Coronavirus, Leopardi (Utifar): “Farmacisti in prima linea, ma trascurati da istituzioni e imprese”

Coronavirus, Leopardi (Utifar): “Farmacisti in prima linea, ma trascurati da istituzioni e imprese”

Roma, 26 febbraio – In un comunicato stampa diffuso oggi, anche Utifar, il sodalizio professionale presieduto da Eugenio Leopardi (nella foto), si è sentita in dovere di ringraziare le istituzioni e tutti gli operatori impegnati nel contenimento dell’epidemia da Sars CoV 2 e nell’assistenza ai cittadini.

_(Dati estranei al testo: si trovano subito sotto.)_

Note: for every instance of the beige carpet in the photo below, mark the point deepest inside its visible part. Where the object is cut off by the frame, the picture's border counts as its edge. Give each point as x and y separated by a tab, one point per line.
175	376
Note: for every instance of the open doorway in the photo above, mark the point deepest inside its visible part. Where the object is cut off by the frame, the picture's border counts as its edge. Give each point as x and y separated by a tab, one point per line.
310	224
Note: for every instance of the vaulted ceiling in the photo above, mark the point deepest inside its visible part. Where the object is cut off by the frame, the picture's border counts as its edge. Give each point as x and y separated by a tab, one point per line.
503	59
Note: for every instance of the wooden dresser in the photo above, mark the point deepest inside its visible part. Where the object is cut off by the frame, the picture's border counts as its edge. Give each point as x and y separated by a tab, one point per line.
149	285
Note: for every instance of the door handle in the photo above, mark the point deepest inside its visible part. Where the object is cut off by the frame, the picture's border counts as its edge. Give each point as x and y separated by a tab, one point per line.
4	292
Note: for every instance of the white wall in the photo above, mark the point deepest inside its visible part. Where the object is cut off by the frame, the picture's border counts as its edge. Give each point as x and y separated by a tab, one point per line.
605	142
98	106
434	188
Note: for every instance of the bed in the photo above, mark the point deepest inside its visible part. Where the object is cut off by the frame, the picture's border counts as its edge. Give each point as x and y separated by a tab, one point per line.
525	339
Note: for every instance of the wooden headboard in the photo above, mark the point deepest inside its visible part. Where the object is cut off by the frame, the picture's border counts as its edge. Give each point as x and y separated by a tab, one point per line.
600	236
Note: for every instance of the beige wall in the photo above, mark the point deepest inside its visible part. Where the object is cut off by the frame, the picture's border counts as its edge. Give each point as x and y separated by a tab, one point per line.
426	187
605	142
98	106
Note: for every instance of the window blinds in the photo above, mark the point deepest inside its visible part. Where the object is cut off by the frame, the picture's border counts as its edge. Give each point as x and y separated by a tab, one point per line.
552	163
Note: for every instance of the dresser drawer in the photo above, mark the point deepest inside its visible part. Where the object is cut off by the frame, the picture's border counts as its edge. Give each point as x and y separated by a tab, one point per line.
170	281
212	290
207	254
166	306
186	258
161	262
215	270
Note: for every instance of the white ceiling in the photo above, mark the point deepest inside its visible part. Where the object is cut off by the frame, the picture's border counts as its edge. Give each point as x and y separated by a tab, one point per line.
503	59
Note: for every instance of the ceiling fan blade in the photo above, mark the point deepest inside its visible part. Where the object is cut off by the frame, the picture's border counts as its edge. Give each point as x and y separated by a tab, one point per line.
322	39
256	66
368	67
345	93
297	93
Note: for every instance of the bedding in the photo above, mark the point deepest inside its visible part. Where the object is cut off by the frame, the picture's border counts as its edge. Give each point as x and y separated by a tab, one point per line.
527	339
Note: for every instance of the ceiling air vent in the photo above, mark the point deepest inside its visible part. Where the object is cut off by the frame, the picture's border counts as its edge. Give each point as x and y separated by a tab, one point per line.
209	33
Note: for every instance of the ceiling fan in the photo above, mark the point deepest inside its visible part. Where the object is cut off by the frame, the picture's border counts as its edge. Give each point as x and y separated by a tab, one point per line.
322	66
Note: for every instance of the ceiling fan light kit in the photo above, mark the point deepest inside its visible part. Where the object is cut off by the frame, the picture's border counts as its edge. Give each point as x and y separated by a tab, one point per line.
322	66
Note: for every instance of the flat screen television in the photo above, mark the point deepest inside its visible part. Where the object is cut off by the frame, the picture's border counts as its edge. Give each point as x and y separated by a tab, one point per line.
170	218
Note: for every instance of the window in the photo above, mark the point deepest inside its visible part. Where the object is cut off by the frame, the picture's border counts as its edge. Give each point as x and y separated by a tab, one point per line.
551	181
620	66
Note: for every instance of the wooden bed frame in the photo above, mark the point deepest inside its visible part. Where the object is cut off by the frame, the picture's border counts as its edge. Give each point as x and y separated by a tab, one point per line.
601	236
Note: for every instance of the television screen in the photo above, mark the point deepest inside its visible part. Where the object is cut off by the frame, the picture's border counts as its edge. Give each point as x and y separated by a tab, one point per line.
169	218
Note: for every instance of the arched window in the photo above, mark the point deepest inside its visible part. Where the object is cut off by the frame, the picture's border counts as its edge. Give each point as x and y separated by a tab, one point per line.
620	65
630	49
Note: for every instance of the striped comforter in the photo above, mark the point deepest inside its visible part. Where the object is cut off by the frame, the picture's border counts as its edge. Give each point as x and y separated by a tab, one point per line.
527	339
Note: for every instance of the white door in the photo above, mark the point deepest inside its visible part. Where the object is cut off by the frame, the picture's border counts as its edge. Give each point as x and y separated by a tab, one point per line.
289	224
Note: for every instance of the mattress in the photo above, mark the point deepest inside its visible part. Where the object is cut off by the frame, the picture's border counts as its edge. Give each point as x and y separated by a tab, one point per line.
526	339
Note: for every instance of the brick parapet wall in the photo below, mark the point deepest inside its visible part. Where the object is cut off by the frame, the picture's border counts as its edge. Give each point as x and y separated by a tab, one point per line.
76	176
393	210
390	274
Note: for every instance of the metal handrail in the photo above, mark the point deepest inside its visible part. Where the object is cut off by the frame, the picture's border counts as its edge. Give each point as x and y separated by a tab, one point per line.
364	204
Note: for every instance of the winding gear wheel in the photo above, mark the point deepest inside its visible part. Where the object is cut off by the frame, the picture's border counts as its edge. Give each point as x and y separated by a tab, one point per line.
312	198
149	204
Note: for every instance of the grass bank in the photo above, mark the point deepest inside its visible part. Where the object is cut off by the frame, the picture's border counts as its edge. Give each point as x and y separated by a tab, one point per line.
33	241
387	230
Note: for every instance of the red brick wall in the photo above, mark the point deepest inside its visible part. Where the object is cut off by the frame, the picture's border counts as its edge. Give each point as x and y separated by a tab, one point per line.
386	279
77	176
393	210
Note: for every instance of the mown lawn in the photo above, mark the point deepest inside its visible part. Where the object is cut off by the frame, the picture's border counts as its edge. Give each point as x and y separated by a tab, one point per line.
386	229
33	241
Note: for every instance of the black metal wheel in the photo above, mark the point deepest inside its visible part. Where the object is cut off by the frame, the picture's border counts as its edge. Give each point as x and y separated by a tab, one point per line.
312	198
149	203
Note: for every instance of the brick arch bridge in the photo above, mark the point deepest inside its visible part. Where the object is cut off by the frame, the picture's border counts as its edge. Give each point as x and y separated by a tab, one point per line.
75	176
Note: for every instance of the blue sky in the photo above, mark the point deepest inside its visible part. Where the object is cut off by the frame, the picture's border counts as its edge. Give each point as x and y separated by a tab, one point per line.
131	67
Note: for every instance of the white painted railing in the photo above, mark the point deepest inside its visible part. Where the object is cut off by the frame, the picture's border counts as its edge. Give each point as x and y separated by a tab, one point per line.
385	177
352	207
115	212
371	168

Leopardi,  in particolare, ricorda il ruolo attivo di farmacie e farmacisti rispetto alla prevenzione, “che si esplica non solo ricordando ai cittadini le linee guida internazionali per limitare la possibilità di contagio, ma anche mettendo a disposizione gel e soluzioni disinfettanti prodotte direttamente nei laboratori galenici delle singole farmacie o reperiti, pur tra le mille difficoltà che ogni rottura di stock implica, tramite le aziende che ancora ne sono provviste” ricorda il presidente Utifar, approfittando dell’occasione per ricordare quanto “quanto potrebbe essere utile la farmacia con il suo laboratorio in caso di carenze di medicinali o di farmaci per le malattie rare”.

Anche rispetto alla reperibilità delle mascherine e al loro corretto utilizzo, evidenzia ancora Leopardi,  “le farmacie stanno svolgendo un ruolo rilevante, evitando ai cittadini di incappare in quelle speculazioni che, purtroppo, si sono registrate in molti siti di e-commerce”.

Il presidente di Utifar tocca altri due temi, quello della carenza di mascherine protettive e quello dell’informazione al pubblico. Rispetto al primo,  da Utifar parte l’invito alle aziende produttrici a privilegiare nei rifornimenti le cooperative e i grossisti che servono quotidianamente le farmacie, piuttosto che evadere ordini verso siti di e-commerce o singole farmacie, per permettere una continua ed uniforme diffusione di questi prodotti su tutto il territorio nazionale. “Auspichiamo che questo appello venga recepito per agevolare tutti i colleghi che da giorni sono in prima linea” aggiunge Leopardi  “provvedendo a dare la giusta informazione, pur non avendo a volte i prodotti a disposizione”.

A livello di informazione al pubblico, i farmacisti stanno svolgendo un ruolo centrale nel tradurre e condividere concetti scientifici la cui conoscenza risulta di fondamentale importanza sia in termini di prevenzione, sia di riconoscimento corretto della eventuale sintomatologia. E, in più, spiega Leopardi, svolgono un ruolo estremamente importante di filtro e di mediazione dei farmacisti rispetto alle notizie di stampa, “che, in particolare nei titoli di giornali o nei lanci televisivi, sono spesso enfatizzati e fuorvianti, generando un diffuso clima di eccessiva preoccupazione e allarmismo”.

L’auspicio conclusivo è che dal decisivo contributo che le farmacie stanno assicurando anche in questa occasione,  le istituzioni vogliano  e sappiano riconoscere “sempre maggiore importanza al ruolo svolto da questi presidi sanitari distribuiti capillarmente sul territorio nazionale, affidando loro sempre maggiori compiti di assistenza e supporto per la collettività”.